This was my entry in the Hunger Games Writing Contest. My friends had been encouraging me to write one (mostly to ensure that they got to read it early), and I finally relented. When I got home from school, I realized that the last day to enter was the next day and hastily let my fingers run free atop my keyboard. Needless to say, this was a spurr-of-the-moment paper. The topic: How would you win the Hunger Games?


Their death is my survival.


That was the truth.


Their death is my family’s survival—an even greater truth.


This was what I had come to. I must resort to killing to sustain myself and my family. How was I to do it? I had felt no shame in admitting to myself the obvious—I was a snail when it came to the ability to use physical force to my advantage. The balance of advantages was constantly swaying to and fro. We were up against others with skills so different and foreign that we couldn’t even begin to plot against them.
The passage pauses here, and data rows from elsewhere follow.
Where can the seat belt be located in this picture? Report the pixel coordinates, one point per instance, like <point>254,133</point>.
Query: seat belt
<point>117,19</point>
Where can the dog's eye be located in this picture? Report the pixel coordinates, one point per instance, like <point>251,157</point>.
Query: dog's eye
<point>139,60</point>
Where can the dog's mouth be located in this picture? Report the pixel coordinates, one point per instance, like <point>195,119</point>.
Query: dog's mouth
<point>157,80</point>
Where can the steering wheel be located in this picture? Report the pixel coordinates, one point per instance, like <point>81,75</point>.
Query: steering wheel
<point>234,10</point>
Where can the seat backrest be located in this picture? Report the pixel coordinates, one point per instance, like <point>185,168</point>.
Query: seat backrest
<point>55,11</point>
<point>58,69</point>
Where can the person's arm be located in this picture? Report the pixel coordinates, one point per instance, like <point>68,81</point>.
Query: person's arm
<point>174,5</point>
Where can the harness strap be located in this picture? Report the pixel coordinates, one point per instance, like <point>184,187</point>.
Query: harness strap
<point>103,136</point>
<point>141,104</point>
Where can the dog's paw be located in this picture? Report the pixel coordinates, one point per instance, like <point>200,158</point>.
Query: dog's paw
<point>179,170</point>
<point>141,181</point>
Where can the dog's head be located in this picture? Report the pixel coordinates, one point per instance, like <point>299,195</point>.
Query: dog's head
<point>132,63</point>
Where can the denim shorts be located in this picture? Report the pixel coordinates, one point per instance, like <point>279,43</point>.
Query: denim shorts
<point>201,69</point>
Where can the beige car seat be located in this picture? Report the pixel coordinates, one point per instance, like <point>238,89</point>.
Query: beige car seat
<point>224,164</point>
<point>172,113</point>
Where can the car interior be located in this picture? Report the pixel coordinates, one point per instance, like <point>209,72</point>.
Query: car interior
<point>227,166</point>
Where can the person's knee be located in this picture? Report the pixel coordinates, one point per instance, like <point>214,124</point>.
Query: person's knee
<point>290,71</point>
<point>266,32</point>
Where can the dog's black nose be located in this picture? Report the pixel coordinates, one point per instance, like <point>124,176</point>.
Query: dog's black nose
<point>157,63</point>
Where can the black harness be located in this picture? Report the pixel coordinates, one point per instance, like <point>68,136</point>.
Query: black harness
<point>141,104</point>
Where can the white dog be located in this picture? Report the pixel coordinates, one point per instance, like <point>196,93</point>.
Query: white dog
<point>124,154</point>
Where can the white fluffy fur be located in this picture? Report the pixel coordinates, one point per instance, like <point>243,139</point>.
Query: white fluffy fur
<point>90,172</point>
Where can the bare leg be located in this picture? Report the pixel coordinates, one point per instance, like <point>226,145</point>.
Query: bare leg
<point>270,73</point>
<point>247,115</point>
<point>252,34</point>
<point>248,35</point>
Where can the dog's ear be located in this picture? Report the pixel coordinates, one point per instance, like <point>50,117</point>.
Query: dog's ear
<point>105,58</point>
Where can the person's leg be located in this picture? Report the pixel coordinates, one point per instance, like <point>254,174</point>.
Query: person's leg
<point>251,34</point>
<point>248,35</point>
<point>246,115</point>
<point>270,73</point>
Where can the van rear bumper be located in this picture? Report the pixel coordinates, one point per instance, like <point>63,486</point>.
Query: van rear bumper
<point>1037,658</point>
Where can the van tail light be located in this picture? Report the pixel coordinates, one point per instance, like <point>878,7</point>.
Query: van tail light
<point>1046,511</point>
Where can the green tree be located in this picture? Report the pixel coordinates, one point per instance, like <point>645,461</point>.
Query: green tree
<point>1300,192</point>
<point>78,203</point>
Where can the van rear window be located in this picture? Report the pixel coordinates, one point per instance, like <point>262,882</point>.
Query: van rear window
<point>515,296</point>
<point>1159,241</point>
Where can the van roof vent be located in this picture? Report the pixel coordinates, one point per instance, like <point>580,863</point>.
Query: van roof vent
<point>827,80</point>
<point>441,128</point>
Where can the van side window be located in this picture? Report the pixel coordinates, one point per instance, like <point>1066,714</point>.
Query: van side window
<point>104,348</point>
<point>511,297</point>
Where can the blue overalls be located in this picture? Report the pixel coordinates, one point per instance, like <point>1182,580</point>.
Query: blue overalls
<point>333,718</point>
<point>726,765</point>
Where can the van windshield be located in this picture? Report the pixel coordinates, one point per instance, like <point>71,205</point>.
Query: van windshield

I had to assume that my many antagonists were withholding facts crucial to my survival.


Then again, could I blame them? Could I blame them for disguising the truth? No, that would make me a hypocrite. I had purposefully hidden my one useful and possibly fatal attribute.


I was clever.


I was a fox, while I was a human girl. I had my insignificant woes and follies, but, in all, I was a fox. I was sly, I was ingenious. I had within me the ability to deceive and mislead flawlessly. My red herrings were foolproof.


One of my many mentally-constructed strategies, however, surpassed all.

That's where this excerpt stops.